For me the simplest reason binaries are called binaries is that they are blobs of data. Compare to the term BLOB (binary large object) used in e.g. databases, or “binary format” in FTP, or the binary vs text files distinction in many filesystem tools – it’s not a foreign term in this context. It’s untagged data and without knowing what it is beforehand, you cannot use reflection or inspection to determine what it really is. Maybe this doesn’t match what the language authors thought but I don’t see why it should be more complicated than that.
I was not there when binaries were introduced into Erlang, but what I heard is that they were first used to store compiled Erlang code (for JAM at that time). That was necessary in order to implement erl_boot_server that allows a diskless client to fetch code to be loaded from another node.
The idea to use binaries to store text strings is of much later date.
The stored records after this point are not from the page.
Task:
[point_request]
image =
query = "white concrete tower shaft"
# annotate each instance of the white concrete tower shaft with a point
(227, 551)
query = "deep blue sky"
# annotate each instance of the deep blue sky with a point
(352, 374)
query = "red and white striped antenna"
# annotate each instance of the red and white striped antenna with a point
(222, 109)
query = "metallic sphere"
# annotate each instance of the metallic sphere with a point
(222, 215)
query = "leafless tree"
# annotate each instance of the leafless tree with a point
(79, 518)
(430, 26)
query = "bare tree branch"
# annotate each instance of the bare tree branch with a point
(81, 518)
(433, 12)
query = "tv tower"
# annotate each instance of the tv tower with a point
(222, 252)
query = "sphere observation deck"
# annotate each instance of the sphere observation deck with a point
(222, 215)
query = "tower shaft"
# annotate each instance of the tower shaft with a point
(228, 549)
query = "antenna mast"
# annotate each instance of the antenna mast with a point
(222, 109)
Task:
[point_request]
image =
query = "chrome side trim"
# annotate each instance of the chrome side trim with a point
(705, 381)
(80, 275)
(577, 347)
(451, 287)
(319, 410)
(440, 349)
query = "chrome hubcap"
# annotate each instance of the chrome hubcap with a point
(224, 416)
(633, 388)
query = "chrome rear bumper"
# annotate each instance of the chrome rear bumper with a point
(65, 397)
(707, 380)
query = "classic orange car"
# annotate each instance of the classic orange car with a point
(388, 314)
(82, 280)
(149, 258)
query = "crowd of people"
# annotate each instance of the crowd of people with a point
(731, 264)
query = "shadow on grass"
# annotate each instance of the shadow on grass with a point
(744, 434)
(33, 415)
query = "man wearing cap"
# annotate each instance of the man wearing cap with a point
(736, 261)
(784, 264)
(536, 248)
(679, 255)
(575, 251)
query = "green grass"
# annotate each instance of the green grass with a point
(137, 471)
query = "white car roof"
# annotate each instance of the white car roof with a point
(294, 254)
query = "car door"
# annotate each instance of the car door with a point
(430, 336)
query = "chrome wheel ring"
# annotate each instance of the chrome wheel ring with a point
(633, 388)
Originally, all binaries were reference-counted, which is practical for storing a relatively small number of large binaries, but not for storing many small binaries. OTP R7 introduced the bit syntax and heap binaries. (See How binaries are implemented for more information.)
I think we called it a binary just to separate from all other Erlang terms. It is just a collection, or array, of raw bytes where we add meaning to it. If the number of bits is not divisible by 8 then it is a bitstring. Again we are the ones who add meaning to it not Erlang/Elixir/BEAM.
Remember that in Erlang we mostly represent strings as lists of integers. Again we put meaning to the bytes, whether they are ascii/latin1/unicode codepoints. We NEVER make lists of utf-8/16/32 encoded characters. What’s the point? There was a good talk on CodeBeamSF on this by Marc Sugiyama Unicode, Charsets, Strings, and Binaries. I don’t know when it will be on line.